«Benito abbandonato dalle istituzioni»

Lo sfogo di Annalisa Loconsole (Penelope) a un anno dalla sparizione dell’83enne: una vita umana non si cancella così
GUARDIAGRELE. «Dopo un anno la famiglia Della Penna bussa ancora e con forza per chiedere di cercare Benito». Lo sostiene Annalisa Loconsole, presidente dell’associazione Penelope Abruzzo, associazione delle famiglie e degli amici delle persone scomparse, espressione regionale di Penelope Italia onlus. La vicenda è quella di Benito Della Penna, 83 anni, di Guardiagrele, uscito di casa intorno alle 16,30 di un anno fa, il 15 marzo 2017, per fare una passeggiata e raggiungere in campagna il genero Raffaele e misteriosamente svanito nel nulla. Benito aveva indosso un giubbotto blu leggero, jeans, cappello classico, scarpe di pelle, occhiali da vista e portava l’immancabile stampella azzurra. Da poco si era operato per un problema a una gamba
Le ricerche sono proseguite fino alla fine marzo dello sorso anno. Poi lo stop. «Eppure alcune zone vicino casa sua, quelle impervie, non sono state battute», spiega Loconsole, «come potrebbero giungere i cani da cadavere, anche per ritrovare i suoi poveri resti? Il no delle istituzioni interessate a vario titolo nella ricerca di Benito, è stato irrevocabile. Nemmeno dalla Procura c’è apertura e interessamento a far giungere i cani da cadavere, anche a pagamento, richiesti dalla famiglia. Non è servita neanche la fiaccolata di sensibilizzazione organizzata a Guardiagrele con il sostegno del Comune e della cittadinanza, a smuovere le coscienze. L’assillo della famiglia», sottolinea la presidente di Penelope, «è che a Benito qualcuno possa aver fatto del male, in quel breve tratto di strada, e se ne sia liberato. Oppure Benito giace da qualche parte, ormai coperto dagli arbusti, che la primavera, l’estate, l’autunno e l’inverno hanno ricoperto? La figlia Rosanna», prosegue Loconsole, «dalla sua finestra, guarda la rigogliosa vegetazione, divenuta la tomba, a cielo aperto, di suo padre e guarda le stelle sotto le quali amava conversare con lui. Ma dov’è Benito Della Penna? Può la vita di una persona essere cancellata dalle istituzioni con tanta determinazione e indifferenza? Nel cuore di chi resta ad attendere una risposta, sicuramente, quella vita, tanto cara, finita nell’oblio della scomparsa, non è cancellata né dimenticata».

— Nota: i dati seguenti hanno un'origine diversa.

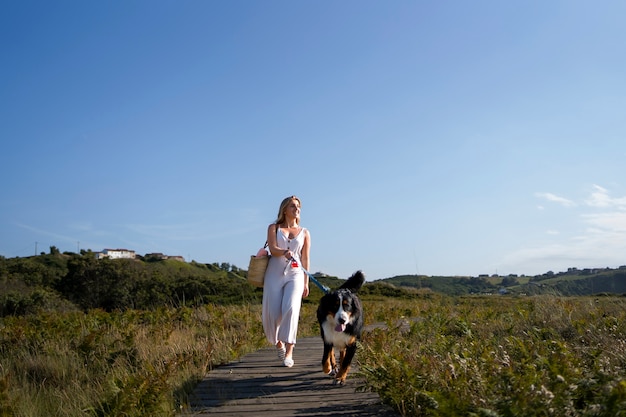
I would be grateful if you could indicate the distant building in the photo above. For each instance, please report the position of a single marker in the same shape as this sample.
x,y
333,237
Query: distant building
x,y
116,254
162,257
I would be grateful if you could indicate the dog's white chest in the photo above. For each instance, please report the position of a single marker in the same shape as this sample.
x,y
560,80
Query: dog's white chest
x,y
338,339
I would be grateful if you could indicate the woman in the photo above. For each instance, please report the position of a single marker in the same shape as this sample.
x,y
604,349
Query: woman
x,y
285,280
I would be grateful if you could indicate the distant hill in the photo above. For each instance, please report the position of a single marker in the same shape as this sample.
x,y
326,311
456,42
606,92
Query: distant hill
x,y
571,283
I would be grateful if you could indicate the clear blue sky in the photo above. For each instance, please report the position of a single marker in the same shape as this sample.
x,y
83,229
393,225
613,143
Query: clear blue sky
x,y
439,138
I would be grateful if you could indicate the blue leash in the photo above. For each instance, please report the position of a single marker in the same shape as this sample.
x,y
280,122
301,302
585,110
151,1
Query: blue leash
x,y
321,286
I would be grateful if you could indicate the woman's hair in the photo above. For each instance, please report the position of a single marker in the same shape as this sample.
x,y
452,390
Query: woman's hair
x,y
281,211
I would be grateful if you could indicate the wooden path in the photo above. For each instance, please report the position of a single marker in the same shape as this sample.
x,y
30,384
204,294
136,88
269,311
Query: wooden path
x,y
259,384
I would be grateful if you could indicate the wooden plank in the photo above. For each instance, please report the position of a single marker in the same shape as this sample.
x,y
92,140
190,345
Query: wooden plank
x,y
258,383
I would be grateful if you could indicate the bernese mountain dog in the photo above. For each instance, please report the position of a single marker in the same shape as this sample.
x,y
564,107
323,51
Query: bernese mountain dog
x,y
340,316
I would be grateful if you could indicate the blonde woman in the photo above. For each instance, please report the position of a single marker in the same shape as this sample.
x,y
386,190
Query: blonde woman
x,y
285,281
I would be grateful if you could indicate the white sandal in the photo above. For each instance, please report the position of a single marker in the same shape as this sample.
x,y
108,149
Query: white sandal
x,y
281,353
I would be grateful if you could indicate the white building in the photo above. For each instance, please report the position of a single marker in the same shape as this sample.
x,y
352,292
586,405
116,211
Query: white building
x,y
116,254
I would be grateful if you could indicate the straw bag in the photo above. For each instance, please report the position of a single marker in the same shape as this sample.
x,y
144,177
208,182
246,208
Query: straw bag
x,y
257,267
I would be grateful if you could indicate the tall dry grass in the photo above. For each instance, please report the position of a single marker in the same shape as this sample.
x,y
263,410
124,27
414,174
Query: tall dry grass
x,y
501,356
440,356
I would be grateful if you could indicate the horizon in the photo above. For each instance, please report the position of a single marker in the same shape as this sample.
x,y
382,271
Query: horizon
x,y
427,138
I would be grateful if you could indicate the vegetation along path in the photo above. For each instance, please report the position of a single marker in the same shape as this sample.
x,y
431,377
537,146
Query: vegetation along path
x,y
258,383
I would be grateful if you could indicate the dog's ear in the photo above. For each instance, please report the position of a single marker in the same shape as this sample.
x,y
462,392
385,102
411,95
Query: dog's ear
x,y
355,282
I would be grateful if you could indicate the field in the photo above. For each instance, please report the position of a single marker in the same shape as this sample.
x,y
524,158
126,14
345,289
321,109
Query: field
x,y
440,356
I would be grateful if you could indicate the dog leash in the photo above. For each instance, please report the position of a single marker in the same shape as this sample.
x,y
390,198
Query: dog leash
x,y
321,286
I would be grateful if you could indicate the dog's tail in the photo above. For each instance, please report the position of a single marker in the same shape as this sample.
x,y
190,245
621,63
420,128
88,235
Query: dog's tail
x,y
355,282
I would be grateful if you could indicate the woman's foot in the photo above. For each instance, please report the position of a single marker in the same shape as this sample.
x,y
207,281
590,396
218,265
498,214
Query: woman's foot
x,y
280,351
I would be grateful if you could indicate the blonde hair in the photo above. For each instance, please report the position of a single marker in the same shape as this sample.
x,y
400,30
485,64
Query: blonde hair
x,y
283,205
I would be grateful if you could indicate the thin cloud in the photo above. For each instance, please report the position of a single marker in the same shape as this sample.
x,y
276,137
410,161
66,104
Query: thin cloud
x,y
600,198
556,199
600,243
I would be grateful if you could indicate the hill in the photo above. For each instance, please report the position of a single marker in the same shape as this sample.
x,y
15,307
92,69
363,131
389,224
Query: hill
x,y
574,282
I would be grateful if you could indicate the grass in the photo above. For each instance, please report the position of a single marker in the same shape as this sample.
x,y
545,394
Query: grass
x,y
441,356
496,356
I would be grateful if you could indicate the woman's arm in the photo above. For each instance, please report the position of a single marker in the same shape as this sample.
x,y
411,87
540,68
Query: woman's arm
x,y
306,247
272,244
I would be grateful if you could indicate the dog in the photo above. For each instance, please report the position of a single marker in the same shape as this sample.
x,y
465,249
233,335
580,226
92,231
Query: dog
x,y
340,316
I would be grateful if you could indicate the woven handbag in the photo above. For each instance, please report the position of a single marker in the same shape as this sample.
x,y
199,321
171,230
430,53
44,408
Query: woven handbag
x,y
257,267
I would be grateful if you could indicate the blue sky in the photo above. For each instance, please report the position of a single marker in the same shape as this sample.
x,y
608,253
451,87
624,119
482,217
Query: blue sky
x,y
439,138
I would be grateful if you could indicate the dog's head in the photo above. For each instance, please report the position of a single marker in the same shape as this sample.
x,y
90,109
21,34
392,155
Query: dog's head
x,y
342,307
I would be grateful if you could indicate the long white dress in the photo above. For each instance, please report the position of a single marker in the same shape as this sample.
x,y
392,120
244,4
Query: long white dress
x,y
282,291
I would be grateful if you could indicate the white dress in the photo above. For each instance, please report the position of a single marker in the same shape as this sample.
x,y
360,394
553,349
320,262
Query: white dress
x,y
282,291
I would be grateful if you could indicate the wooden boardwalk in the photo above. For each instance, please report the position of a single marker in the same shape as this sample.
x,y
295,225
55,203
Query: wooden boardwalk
x,y
259,384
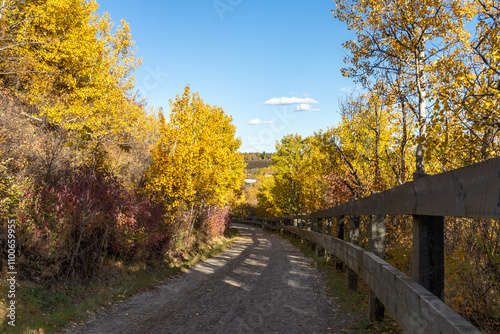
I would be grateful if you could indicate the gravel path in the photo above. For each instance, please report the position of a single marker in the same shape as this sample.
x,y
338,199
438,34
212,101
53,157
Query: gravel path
x,y
262,284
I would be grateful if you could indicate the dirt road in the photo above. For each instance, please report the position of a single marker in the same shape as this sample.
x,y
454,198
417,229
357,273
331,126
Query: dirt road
x,y
262,284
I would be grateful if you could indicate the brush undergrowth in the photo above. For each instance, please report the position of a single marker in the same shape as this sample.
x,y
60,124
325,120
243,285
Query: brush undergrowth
x,y
43,309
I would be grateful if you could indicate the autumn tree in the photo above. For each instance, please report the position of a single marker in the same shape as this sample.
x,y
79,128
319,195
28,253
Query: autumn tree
x,y
195,162
405,37
465,124
70,67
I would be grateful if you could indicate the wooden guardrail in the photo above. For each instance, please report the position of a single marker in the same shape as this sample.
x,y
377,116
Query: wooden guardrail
x,y
416,304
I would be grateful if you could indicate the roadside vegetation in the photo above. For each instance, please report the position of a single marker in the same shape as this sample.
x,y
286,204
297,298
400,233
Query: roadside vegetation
x,y
428,102
102,187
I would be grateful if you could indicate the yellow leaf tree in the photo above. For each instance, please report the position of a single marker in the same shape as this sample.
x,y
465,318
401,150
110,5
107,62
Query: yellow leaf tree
x,y
195,162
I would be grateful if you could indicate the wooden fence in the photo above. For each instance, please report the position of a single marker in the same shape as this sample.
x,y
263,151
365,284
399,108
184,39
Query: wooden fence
x,y
416,304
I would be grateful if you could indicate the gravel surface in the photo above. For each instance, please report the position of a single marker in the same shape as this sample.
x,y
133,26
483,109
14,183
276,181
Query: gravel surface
x,y
261,284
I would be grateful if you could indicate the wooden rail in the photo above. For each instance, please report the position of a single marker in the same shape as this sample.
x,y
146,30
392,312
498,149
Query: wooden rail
x,y
416,304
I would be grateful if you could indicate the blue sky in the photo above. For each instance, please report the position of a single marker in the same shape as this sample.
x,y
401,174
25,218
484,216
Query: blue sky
x,y
240,54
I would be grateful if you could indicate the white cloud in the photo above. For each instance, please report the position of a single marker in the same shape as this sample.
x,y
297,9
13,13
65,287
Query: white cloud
x,y
257,121
305,107
290,100
348,89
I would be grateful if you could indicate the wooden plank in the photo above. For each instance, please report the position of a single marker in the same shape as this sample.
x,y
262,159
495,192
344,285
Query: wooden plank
x,y
472,191
414,308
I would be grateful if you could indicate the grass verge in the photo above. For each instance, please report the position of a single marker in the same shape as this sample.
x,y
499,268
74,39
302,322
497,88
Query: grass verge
x,y
353,303
42,309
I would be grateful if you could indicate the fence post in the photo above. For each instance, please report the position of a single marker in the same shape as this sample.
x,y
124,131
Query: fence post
x,y
428,251
352,278
339,233
377,246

Dalla XVIII Relazione semestrale sulle persone scomparse del ministero dell’Interno, presentata presso il Palazzo del Viminale il 13 febbraio scorso, dal sottosegretario all’Interno, Domenico Manzione, e dal commissario di Governo per le persone scomparse, prefetto Vittorio Piscitelli, è venuto fuori che in Abruzzo risultano scomparse 502 persone, una media di 11 unità l’anno di cui si perdono definitivamente le tracce.